Marcus does not laugh because seeing Sigrid here is not funny, but he smiles enough to endear himself and convince them that he needs to borrow their phone. The photo links to the news station and a story. Attached to the story is a second picture of her on a flyer stapled to a telephone pole on a street corner that looks familiar. That picture has not been doctored. At the bottom of the flyer is a phone number.
“Do you all mind if I make a local call?” he asks.
Ensconced back at her workstation in the jail cell, Melinda is now free and emboldened to pursue her new interest in suicide. Sigrid can hear the clicking and scrolling of the mouse, which is old and yellowed like a smoker’s teeth. Her searches are manic and her findings impressionistic, but she is covering remarkable ground—much like anyone falling down a mountain.

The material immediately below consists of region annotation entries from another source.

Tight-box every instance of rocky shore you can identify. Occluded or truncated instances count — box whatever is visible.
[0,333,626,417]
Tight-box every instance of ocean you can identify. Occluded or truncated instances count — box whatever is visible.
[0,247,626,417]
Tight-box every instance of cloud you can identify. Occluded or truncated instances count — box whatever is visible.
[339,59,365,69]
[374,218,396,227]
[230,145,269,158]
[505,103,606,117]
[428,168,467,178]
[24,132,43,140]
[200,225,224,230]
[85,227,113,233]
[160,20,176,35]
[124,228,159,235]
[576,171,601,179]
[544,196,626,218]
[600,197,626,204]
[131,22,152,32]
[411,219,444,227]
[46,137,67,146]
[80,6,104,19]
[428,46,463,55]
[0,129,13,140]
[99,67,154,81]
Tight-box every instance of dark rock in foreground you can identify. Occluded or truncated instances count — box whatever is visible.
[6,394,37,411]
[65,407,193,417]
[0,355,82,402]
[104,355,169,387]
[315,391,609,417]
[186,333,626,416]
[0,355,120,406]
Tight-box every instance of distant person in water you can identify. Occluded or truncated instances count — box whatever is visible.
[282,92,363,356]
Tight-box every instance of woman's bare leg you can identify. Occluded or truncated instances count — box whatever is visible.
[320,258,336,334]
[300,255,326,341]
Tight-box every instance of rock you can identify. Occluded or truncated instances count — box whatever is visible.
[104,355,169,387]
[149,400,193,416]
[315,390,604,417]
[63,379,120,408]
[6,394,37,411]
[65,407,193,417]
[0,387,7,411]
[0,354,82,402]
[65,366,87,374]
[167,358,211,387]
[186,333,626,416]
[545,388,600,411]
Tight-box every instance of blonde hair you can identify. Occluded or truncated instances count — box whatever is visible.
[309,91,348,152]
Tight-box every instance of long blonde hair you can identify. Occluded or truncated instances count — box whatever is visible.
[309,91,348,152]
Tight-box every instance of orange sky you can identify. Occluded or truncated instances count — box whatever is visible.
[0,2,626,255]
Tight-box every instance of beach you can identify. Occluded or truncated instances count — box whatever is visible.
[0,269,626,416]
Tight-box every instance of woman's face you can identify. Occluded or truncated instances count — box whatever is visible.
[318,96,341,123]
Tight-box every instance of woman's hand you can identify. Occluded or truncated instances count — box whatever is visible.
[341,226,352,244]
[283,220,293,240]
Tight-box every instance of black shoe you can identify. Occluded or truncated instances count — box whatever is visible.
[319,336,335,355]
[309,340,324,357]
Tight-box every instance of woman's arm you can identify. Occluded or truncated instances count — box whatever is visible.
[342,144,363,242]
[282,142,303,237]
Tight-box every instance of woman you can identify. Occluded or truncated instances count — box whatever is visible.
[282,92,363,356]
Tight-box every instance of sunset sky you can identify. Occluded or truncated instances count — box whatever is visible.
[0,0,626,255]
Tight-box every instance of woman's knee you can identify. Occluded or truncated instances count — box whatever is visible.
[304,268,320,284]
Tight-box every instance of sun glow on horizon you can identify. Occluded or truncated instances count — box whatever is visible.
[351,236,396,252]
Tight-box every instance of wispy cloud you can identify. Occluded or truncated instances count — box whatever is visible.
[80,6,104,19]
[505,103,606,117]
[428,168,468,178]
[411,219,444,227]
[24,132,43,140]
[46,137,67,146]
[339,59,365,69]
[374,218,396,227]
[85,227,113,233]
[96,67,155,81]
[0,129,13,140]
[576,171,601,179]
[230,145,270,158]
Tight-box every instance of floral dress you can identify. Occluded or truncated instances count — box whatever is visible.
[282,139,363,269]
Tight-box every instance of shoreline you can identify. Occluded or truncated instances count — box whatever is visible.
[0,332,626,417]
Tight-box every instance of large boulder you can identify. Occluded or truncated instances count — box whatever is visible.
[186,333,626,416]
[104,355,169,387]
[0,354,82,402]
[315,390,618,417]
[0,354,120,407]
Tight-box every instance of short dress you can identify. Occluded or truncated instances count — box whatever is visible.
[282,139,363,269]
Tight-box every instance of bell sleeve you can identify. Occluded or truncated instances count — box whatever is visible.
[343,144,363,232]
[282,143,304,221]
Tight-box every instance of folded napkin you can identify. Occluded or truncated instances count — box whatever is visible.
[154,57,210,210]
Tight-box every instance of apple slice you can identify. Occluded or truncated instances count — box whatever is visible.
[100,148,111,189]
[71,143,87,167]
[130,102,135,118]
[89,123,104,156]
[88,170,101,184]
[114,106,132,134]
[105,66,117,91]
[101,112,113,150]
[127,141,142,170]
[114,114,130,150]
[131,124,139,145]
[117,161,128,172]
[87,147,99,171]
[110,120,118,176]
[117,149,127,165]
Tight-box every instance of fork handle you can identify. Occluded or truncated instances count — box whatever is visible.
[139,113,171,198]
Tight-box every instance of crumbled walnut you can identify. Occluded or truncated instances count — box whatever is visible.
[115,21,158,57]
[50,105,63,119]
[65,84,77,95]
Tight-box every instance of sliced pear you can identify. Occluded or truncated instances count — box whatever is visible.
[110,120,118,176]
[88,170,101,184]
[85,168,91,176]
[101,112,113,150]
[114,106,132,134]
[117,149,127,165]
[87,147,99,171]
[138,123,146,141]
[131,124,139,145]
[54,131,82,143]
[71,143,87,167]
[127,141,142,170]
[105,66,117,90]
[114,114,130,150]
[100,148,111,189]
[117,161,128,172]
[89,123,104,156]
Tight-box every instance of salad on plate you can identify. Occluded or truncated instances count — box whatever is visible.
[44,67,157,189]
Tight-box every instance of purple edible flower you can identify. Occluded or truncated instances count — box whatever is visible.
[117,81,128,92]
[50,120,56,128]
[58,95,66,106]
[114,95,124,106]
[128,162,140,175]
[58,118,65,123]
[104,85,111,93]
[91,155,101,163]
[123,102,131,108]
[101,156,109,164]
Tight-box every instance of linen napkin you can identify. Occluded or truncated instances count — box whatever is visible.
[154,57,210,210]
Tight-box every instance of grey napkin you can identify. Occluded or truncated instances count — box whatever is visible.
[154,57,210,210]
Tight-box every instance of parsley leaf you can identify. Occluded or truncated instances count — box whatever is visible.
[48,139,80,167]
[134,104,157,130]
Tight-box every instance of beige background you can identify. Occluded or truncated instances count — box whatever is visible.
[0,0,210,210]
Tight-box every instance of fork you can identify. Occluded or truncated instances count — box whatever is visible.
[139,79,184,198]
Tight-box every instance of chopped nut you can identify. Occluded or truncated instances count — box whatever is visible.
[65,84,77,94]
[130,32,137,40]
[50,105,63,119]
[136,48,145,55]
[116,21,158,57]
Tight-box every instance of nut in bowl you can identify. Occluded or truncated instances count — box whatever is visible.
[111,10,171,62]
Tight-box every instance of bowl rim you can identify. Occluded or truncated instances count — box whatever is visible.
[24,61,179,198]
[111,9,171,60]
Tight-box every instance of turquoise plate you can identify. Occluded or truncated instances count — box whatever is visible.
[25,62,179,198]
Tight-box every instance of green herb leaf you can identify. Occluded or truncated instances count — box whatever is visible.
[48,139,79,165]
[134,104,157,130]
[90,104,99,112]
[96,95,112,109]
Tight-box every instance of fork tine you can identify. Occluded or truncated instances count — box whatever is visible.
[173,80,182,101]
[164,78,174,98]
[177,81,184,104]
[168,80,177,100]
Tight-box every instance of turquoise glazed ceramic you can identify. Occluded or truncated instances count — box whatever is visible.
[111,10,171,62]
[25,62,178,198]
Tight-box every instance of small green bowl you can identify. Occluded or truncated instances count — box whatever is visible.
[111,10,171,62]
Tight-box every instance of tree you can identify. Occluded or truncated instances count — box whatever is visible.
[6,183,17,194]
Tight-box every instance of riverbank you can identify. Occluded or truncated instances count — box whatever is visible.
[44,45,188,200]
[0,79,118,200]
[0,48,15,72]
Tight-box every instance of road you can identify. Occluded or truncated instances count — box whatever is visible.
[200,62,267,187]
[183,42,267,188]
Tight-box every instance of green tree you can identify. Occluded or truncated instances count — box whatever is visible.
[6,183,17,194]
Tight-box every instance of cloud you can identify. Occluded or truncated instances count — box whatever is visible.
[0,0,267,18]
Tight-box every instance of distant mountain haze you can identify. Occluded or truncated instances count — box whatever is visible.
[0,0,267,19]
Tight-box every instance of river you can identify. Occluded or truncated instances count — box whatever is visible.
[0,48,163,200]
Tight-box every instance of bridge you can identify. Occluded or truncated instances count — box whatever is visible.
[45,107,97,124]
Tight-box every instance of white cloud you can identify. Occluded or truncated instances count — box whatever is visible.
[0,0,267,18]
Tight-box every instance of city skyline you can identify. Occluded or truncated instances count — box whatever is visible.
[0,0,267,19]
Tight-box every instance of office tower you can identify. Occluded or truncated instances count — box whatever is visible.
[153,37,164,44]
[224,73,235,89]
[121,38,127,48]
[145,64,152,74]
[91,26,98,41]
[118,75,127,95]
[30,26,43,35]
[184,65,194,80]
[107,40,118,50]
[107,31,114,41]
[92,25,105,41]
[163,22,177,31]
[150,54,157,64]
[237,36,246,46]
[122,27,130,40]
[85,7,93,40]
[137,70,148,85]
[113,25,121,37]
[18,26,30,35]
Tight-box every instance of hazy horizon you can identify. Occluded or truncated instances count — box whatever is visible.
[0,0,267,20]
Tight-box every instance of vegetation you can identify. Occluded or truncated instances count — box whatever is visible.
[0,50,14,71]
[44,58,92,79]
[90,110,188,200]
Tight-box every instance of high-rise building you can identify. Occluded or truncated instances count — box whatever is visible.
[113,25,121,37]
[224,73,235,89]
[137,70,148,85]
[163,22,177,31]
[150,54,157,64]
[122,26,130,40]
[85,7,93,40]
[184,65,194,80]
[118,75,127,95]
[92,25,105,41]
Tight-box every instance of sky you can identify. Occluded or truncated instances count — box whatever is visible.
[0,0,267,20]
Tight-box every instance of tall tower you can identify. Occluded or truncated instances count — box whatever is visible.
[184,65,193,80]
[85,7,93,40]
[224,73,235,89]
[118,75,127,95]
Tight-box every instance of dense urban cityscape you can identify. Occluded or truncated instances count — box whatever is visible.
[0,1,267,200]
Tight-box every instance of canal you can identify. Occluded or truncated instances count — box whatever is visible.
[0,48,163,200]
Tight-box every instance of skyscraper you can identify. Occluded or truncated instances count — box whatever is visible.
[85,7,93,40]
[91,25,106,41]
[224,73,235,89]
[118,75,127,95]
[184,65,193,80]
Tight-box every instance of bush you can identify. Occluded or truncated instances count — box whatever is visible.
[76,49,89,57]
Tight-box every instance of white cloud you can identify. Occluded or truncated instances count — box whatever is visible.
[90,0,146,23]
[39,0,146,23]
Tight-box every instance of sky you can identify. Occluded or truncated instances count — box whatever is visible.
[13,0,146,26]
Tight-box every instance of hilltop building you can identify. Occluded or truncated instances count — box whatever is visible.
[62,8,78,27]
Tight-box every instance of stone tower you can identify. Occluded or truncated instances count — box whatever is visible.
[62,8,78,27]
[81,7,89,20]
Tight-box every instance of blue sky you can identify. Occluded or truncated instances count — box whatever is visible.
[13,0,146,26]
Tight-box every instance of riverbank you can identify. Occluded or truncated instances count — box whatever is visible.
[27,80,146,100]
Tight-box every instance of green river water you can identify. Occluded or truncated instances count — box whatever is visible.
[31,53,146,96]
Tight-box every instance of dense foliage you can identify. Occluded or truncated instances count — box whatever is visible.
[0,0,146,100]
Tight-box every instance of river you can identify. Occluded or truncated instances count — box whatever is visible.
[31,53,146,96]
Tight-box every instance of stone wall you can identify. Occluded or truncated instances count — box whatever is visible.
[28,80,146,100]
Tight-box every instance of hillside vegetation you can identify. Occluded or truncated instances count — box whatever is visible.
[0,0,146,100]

Sigrid plans to let gravity slow her momentum before intervening to direct her course toward something more productive.
Unfortunately, and as always with Melinda, this journey is not going to be a silent one.
“According to the World Health Organization,” Melinda says, “suicide is the third leading cause of death in the world for those aged fifteen through forty-four. Men do it much more often, but many more women attempt it. Meanwhile, depression is the leading cause of disability worldwide. Men, at least in America, shoot themselves. Women poison themselves. But in looking for the relationship between cause and effect, the story gets very confused. Wow, now this is cool. Turns out,” Melinda says, sipping from a cup of instant coffee, “modern sociology was founded by someone named Émile Durkheim and his first subject of study was . . . get this . . . suicide! It was called Le Suicide,” she says in an accent learned from a cartoon. “He reasoned that suicide was the one thing you could do that didn’t give back any social benefits and for this reason it shouldn’t have a social origin. But it turns out, there were patterns. And so sociology was born. I always wondered what people were studying in sociology. Society, I guess.”
Sigrid didn’t know any of this either. Even if Melinda’s information is procedurally useless, Sigrid finds it comforting to learn that her own confusion has roots and a pedigree.
“Maybe you should take a break from the material for a while,” Sigrid suggests. Taking the cue, Melinda leaves Sigrid for the main room and passes Irv, who is walking in at the same time. He plops down in his favorite spot in the cell.
“Still not eating?” he asks her, nodding toward her take-home Styrofoam container.
“Your term ‘doggie bag’ is unappetizing.”
Irv explains that it is common for Americans to bring food home from low-cost restaurants, as the portions are so large now that they cannot reasonably be consumed in one sitting—though many try. Sigrid asks why the restaurants don’t make the portions smaller and simply charge less. Irv explains that more is better than less for anything of value. Sigrid says this is obviously not true.